New Tool: GRI Simplifies EU Sustainability Reporting

The Global Reporting Initiative announced today the launch of its new GRI–ESRS Linkage Service, driven by the need to help companies reporting under its disclosure standards keep in line with the European Sustainability Reporting Standards underpinning the new EU Corporate Sustainable Reporting Directive.

GRI Sustainability Reporting Standards are just one of the many globally accepted sets of standards by which corporations report on sustainability issues. The standards were developed to obtain comparability between companies and sectors and to give stakeholders clearer communication about issues related to sustainability. The GRI issued a significant update to the standards in 2021 and has just published new proposed climate change and energy reporting standards, plus a new biodiversity reporting standard. The GRI standards are set and developed by the Global Sustainability Standards Board (GSSB).

The European Sustainability Reporting Standards developed by EFRAG, and officially adopted by the European Commission in 2023, established how and what companies should report regarding sustainability-related impacts, opportunities, and risks under the CSRD. The CSRD, which entered into force at the start of 2024, will extend coverage to over 50,000 companies—up from around 12,000 presently—to report on sustainability disclosures and improve reporting details regarding a company’s impact on the environment, human rights and social standards, and sustainability-related risks.
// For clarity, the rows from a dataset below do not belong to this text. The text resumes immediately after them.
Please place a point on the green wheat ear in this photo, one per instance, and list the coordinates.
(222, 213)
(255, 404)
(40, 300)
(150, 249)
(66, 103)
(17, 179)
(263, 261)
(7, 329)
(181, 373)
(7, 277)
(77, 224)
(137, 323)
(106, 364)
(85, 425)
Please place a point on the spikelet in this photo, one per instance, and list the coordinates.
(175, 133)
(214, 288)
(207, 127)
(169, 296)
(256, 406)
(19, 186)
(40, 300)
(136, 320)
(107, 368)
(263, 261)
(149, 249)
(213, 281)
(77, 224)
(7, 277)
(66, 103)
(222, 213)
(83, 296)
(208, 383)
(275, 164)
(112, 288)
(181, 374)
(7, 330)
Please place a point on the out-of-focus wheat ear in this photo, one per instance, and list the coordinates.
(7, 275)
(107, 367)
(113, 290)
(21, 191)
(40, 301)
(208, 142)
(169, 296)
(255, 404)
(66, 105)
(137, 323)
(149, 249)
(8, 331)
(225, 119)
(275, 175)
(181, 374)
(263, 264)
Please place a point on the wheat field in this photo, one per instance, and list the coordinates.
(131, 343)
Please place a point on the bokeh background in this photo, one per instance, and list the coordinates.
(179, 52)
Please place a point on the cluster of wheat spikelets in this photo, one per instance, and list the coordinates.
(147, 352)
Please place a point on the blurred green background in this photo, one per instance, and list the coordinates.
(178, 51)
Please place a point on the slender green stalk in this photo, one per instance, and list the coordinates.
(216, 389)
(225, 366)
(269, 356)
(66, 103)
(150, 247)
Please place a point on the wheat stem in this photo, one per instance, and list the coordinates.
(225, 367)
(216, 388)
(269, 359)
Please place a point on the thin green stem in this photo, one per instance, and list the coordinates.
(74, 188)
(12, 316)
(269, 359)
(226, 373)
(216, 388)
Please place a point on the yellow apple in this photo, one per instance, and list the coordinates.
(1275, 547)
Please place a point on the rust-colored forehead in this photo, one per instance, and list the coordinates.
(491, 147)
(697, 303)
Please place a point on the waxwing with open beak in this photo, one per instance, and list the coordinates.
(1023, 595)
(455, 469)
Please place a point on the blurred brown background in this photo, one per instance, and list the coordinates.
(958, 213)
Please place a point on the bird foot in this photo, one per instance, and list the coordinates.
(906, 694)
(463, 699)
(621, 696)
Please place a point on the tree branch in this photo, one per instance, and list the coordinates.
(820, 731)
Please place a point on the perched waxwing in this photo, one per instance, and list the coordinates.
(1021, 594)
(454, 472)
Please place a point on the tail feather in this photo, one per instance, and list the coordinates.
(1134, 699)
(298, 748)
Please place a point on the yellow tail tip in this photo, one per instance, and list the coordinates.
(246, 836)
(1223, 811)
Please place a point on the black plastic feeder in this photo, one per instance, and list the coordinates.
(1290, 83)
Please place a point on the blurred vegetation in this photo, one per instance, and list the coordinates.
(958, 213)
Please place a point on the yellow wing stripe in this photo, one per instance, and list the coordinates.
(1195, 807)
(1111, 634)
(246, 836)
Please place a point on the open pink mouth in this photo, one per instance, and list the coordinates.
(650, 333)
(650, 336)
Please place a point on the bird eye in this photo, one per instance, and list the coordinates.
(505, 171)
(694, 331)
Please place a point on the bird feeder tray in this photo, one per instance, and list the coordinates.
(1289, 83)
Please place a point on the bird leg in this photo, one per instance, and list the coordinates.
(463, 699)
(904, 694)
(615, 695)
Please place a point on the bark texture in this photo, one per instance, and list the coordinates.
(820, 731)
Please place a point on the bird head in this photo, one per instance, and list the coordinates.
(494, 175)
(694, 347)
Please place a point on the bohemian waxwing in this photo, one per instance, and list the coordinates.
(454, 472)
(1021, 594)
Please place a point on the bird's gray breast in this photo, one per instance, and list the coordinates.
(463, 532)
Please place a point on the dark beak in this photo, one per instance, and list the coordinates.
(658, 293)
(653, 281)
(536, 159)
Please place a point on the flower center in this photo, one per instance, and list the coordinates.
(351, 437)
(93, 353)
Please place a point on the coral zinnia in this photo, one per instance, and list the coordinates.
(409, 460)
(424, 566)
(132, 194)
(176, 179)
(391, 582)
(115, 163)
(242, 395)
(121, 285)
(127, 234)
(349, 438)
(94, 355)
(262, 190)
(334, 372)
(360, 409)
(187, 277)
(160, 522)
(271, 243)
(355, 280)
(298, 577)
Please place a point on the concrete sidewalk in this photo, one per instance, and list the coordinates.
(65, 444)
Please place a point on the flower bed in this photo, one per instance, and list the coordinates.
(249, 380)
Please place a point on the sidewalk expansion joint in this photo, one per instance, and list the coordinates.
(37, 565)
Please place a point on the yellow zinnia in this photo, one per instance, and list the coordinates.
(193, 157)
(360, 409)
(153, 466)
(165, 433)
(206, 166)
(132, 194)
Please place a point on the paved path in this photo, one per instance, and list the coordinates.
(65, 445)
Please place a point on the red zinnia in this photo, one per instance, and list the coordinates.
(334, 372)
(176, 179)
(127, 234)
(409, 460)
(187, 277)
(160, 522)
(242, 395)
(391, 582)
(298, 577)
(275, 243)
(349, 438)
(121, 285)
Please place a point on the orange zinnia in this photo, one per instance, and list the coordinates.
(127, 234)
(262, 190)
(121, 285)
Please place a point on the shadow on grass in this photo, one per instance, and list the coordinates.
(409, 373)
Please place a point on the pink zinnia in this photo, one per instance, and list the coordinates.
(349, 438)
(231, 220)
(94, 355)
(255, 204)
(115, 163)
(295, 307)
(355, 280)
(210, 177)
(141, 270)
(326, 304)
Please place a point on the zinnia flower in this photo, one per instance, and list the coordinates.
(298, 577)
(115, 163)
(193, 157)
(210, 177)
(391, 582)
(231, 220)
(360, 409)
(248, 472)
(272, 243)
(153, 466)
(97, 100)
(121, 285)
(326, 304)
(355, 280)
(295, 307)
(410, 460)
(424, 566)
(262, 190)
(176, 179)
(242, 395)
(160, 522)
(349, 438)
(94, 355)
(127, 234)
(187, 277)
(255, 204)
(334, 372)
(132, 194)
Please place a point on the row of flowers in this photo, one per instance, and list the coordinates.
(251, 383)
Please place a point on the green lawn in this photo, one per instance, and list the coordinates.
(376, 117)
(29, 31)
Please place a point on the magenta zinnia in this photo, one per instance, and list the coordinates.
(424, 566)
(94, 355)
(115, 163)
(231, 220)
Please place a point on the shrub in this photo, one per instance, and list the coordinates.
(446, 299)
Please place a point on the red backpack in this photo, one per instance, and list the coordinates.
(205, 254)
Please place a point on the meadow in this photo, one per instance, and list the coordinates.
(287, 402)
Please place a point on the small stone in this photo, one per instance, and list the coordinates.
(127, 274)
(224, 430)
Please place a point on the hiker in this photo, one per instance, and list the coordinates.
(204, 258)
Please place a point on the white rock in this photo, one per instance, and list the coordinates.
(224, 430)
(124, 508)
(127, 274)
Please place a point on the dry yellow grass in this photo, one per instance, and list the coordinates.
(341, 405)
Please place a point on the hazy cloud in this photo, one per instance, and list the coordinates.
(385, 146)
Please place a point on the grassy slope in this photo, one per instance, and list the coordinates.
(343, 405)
The new service follows an announcement made last year in which the GRI and EFRAG confirmed that they had achieved a high level of interoperability between the ESRS and the GRI Standards. The organizations then said they would increase their cooperation in sustainability reporting, with areas to extend partnership in, inter alia, the development of reporting standards and training. Part of this cooperation will involve launching a GRI-ESRS Interoperability Index, which is a new tool detailing exactly how the disclosure requirements and data points featured in ESRS relate to those in the GRI standards. This prevents the need for “double reporting” for an entity disclosing under both systems.

Under the new service, the GRI will consider a reporting company’s GRI content index and provide feedback on specific GRI–ESRS linkages, including explanation in areas where disclosure does or does not align. The GRI will also provide feedback on ESRS Topical Areas covered by reporting organization material topics disclosures and suggestions on how to structure the ESRS sustainability statement, together with delivering a list of all ESRS data points for which no linkages to GRI standards exist.